Igor Fernández
PSICOLOGÍA

Las decisiones difíciles

Es probable que no haya una encrucijada más inquietante que aquella en la que nos vemos a nosotros mismos. En cualquiera de las bifurcaciones importantes, esas que exigen de nosotros una decisión, normalmente lo que emerge, como al separar las dos partes de la cáscara de una nuez, es un aspecto relevante de quiénes somos.

Quizá tengamos que elegir entre dos opciones de trabajo, entre una pareja, otra o ninguna; entre una residencia u otra, entre seguir aguantando cierto trato o “virar el barco”, entre una manera u otra de asistir a un ser querido en el final de su vida… Sea como fuere, en nuestros dilemas se nos hacen más evidentes necesidades encontradas, necesidades que “son verdad” a la vez dentro de nosotros aunque en el mundo exterior su satisfacción simultánea parezca imposible. Nos confronta la incongruencia que percibimos al querer dos cosas al mismo tiempo, y entendemos la toma de decisión casi como la renuncia a satisfacer una de ellas, más que a lograr satisfacer la otra. Nos cuesta optar porque parece que estamos repudiando a una parte de nosotros, y, de forma análoga a como sucede en el duelo: lo que se va, se llevará algo nuestro. La toma de decisiones importantes supone, no solo un cambio externo, sino también –o quizá principalmente– un cambio interno que permanecerá en adelante. Para cuando hayamos optado, no solo habremos elegido la mejor opción que hemos considerado conscientemente, sino que habremos también mudado en cierto modo de piel para hacerlo.
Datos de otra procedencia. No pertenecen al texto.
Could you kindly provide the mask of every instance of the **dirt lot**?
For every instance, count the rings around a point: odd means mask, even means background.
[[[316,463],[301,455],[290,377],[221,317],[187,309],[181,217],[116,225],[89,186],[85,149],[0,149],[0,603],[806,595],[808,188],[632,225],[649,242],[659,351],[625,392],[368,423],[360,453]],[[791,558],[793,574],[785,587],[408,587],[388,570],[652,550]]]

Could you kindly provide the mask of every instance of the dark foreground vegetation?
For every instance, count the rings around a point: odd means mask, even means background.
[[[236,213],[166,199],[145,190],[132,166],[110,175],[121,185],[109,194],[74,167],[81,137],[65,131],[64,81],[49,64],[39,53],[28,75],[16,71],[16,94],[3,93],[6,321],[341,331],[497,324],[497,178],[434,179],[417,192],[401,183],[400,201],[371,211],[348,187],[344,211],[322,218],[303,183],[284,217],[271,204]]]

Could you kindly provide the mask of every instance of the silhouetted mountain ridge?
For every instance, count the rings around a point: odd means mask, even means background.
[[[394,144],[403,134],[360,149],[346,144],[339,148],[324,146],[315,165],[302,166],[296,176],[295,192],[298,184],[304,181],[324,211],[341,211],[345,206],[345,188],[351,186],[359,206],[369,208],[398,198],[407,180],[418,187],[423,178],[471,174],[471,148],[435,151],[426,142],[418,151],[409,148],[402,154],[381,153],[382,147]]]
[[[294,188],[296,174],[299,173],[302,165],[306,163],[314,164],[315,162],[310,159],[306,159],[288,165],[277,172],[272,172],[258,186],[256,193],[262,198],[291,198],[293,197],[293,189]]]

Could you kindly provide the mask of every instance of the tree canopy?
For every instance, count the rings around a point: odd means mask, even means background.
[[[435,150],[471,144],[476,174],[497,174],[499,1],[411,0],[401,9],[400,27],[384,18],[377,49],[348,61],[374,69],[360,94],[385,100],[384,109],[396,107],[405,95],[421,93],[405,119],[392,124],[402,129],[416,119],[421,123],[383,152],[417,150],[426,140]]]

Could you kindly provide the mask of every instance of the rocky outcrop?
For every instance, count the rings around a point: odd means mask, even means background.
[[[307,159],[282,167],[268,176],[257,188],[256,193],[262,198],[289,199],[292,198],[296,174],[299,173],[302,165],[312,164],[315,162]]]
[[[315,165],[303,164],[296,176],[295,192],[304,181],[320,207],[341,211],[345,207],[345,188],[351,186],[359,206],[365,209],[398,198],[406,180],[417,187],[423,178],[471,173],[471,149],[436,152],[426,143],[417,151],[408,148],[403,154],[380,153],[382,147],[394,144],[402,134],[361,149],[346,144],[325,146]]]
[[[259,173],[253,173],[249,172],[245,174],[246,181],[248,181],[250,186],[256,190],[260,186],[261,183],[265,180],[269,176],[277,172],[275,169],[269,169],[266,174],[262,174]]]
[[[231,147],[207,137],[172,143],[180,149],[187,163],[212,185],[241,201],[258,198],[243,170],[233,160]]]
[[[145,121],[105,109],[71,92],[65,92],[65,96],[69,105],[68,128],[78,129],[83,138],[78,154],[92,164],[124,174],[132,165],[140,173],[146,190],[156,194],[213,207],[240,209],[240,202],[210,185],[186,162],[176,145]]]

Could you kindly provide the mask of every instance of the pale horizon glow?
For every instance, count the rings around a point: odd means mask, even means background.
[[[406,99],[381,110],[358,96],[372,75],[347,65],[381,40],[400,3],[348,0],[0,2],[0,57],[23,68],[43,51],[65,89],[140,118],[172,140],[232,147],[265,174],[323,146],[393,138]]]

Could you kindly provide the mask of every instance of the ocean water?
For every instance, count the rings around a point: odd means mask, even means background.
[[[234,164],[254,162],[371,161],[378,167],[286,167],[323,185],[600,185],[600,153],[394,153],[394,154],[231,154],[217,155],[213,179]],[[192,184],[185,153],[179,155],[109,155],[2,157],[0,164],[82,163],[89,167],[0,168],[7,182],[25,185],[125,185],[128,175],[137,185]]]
Para cuando nos decantamos, por dentro ya nos hemos despedido de una expectativa y nos hemos arrojado a otra, hemos asumido la incertidumbre y estamos preparados para vivir la parcialidad de la siguiente etapa, sus limitaciones futuras, que reconocemos y estamos dispuestos –a priori– a aceptar. Decidir entre dos o más escenarios importantes evidencia también nuestra escala de valores, nuestra historia y nuestros asuntos pendientes. En función de todo ello seremos más o menos conservadores, más o menos intrépidos. Hay quien encuentra útil hacer listas de pros y contras, otras personas pasan mentalmente de uno a otro escenario como si se tratara de un balancín con dos pesos equivalentes en cada extremo. Otras personas postergan la decisión hasta que su cuerpo no puede más con la ansiedad o el estrés y se enferman, “inhabilitándose” físicamente de facto para tomar ninguna decisión a ojos de los demás. Hay personas que prefieren vivir ese trance en privado, recorriendo sus alternativas en un pensamiento circular, o haciendo todo lo anterior; otras, hablarán constantemente de su dilema con las personas que les rodean, buscando una perla que les haga decantarse.

Lo que todos, en cierto modo deseamos en algún momento es que algo externo suceda que nos lo ponga más fácil, que nos haga desapropiarnos de la responsabilidad de la toma de posición comprometida, mágicamente nos encontramos deseando no tener que crecer en eso. Y es que, la toma de decisiones de este estilo es al mismo tiempo una oportunidad para colocarnos en un lugar nuevo en el mundo, uno más visible para otros y para nosotros mismos, lo cual en sí lo hace más complicado: mostrarnos implica ser más vulnerables.

Sin embargo, es nuestro derecho, a través de estas encrucijadas, el recorrer caminos propios, definirnos dignamente ante un mundo que nos pedirá implícitamente que seamos continuistas, que nos quedemos en el lugar esperado. Es así mismo nuestro derecho a tener miedo a lo que deseamos, a dejar de ser quienes éramos para arrojarnos a lo que pensamos que es un vacío, un abismo. Y al mismo tiempo, para cuando nos planteamos tener que tomar una decisión, a menudo cabe preguntarse si, justo en ese instante, ya la acabamos de tomar, allá en el fondo. Decidir es despedirse, eso es inevitable, pero como dice un personaje en un diálogo de “Los Siete Samurais”, de Akira Kurosawa: «Al ir a pescar, los peces que se escapan parecen siempre los más grandes».